L’administration avait décidé de taxer les plus-values ainsi réalisées au titre de bénéfice ou profit occasionnel au taux de 33%, refusant donc d’appliquer le principe de l’exonération des plus-values obtenues dans le cadre de la gestion normale d’un patrimoine privé alors même qu’elle avait reconnu au préalable l’absence de spéculation en l’espèce.

En réalité, le seul point pouvant être réellement discuté portait sur la question de savoir si le fait que l’actionnaire vendeur « a toujours été jusqu’à la vente des actions, gérant des sociétés vendues » est compatible avec la notion de gestion normale d’un patrimoine privé.

Le Tribunal considère à cet égard que le seul fait que le contribuable ait été durant de nombreuses années le gérant des sociétés dont il a vendu les actions, et qu’à l’occasion des ces ventes, il a également cessé ses activités de gérances dans lesdites sociétés ne permet en rien d’établir que ce dernier se trouve automatiquement en dehors de la gestion normale d’un patrimoine privé pour la réalisation des opérations litigieuses.

Le Tribunal ajoute à ce propos qu’une telle interprétation serait contraire au principe du choix de la voix la moins imposée, en ce compris celui d’apporter son activité professionnelle en société.

De plus, en prétendant que l’exercice d’un mandat de gérant serait incompatible avec la gestion normale d’un patrimoine privé, l’administration pose une condition supplémentaire à l’exonération des plus-values réalisées sur actions et parts par une personne physique qui n’est nullement prévue par la loi.

Le Tribunal de Première Instance de Bruxelles relève par ailleurs que la thèse soutenue par l’administration conduit à méconnaître le principe de personnalité juridiques des sociétés vendues selon lequel il y a lieu de faire abstraction de tous les actes posés par l’intéressé en tant qu’organe des sociétés en question et donc de distinguer l’acte de vente des actions des autres activités exercées par ce dernier dans les sociétés vendues.

Enfin, le Tribunal émet certaines considérations sur ce qu’il convient d’entendre par « normal ». A son estime, le fait d’apporter une activité professionnelle en société relève justement de la normalité alors qu’à l’inverse, à savoir développer une telle activité sans en faire apport à une société est plutôt risqué et ne va pas dans le sens d’une gestion normale d’un patrimoine privé.
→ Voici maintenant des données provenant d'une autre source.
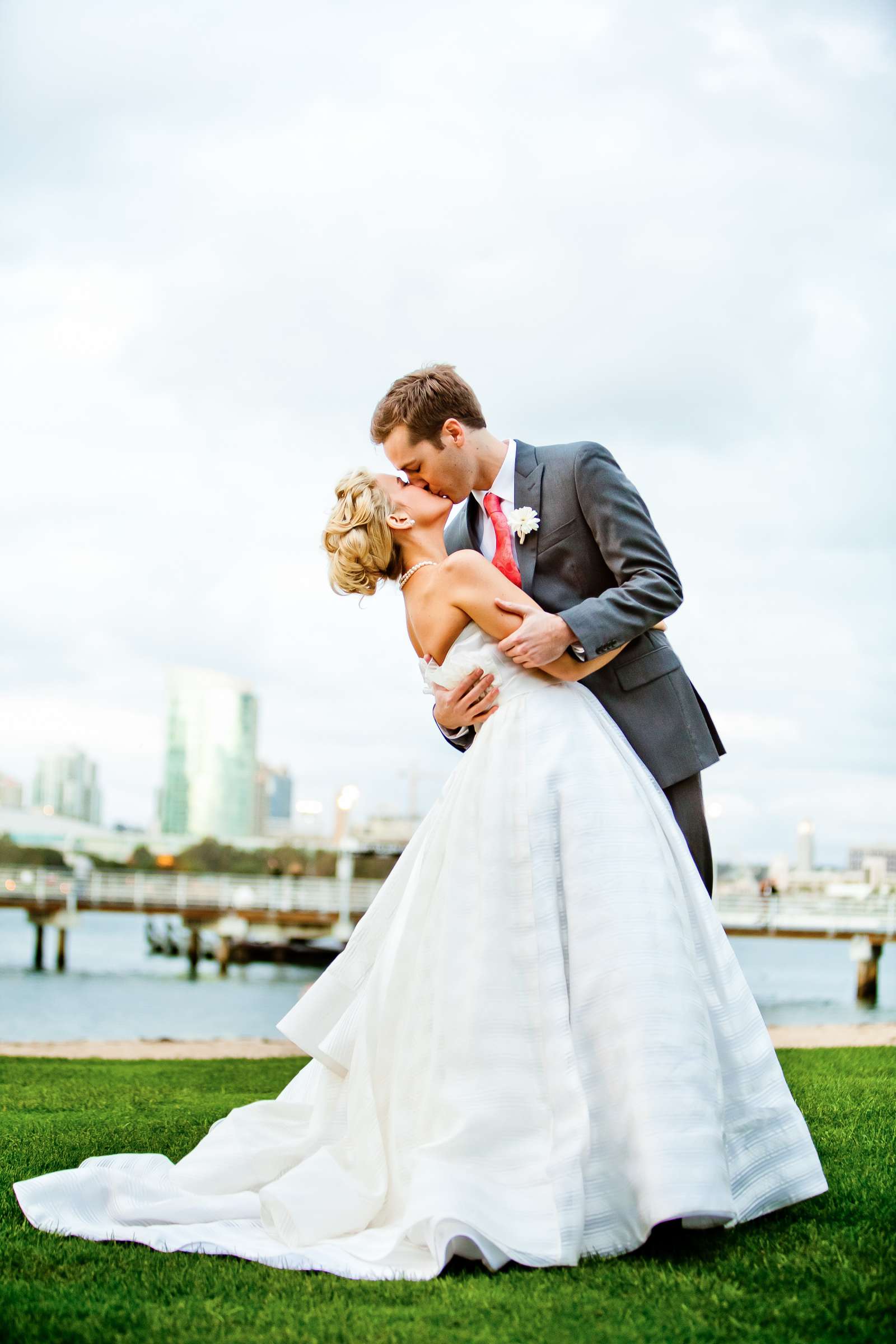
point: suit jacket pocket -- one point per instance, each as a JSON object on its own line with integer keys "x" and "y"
{"x": 557, "y": 535}
{"x": 647, "y": 667}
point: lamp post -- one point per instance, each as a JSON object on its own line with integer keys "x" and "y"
{"x": 346, "y": 800}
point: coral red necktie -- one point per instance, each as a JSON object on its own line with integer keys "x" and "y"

Ce jugement du Tribunal de première Instance de Bruxelles du 16 février 2011 doit être pleinement approuvé en ce qu’il confirme à juste titre qu’il existe aucune incompatibilité entre le fait de réaliser des plus-values sur actions de société dont un contribuable a été précédemment gérant et la notion de gestion normale d’un patrimoine privé et que dès lors, une telle opération doit être exonérée dans le chef du contribuable qui l’a effectuée.

Admettre le contraire reviderait en effet à violer les principes du choix de la voie la moins imposée et d’interprétation stricte des lois fiscales qui interdit à l’administration en l’occurrence de poser des conditions supplémentaires à une exonération d’impôt alors que celles-ci ne figurent nullement dans le texte légal, ce que le juge du Tribunal de Première Instance de Bruxelles a très bien relevé dans le jugement commenté.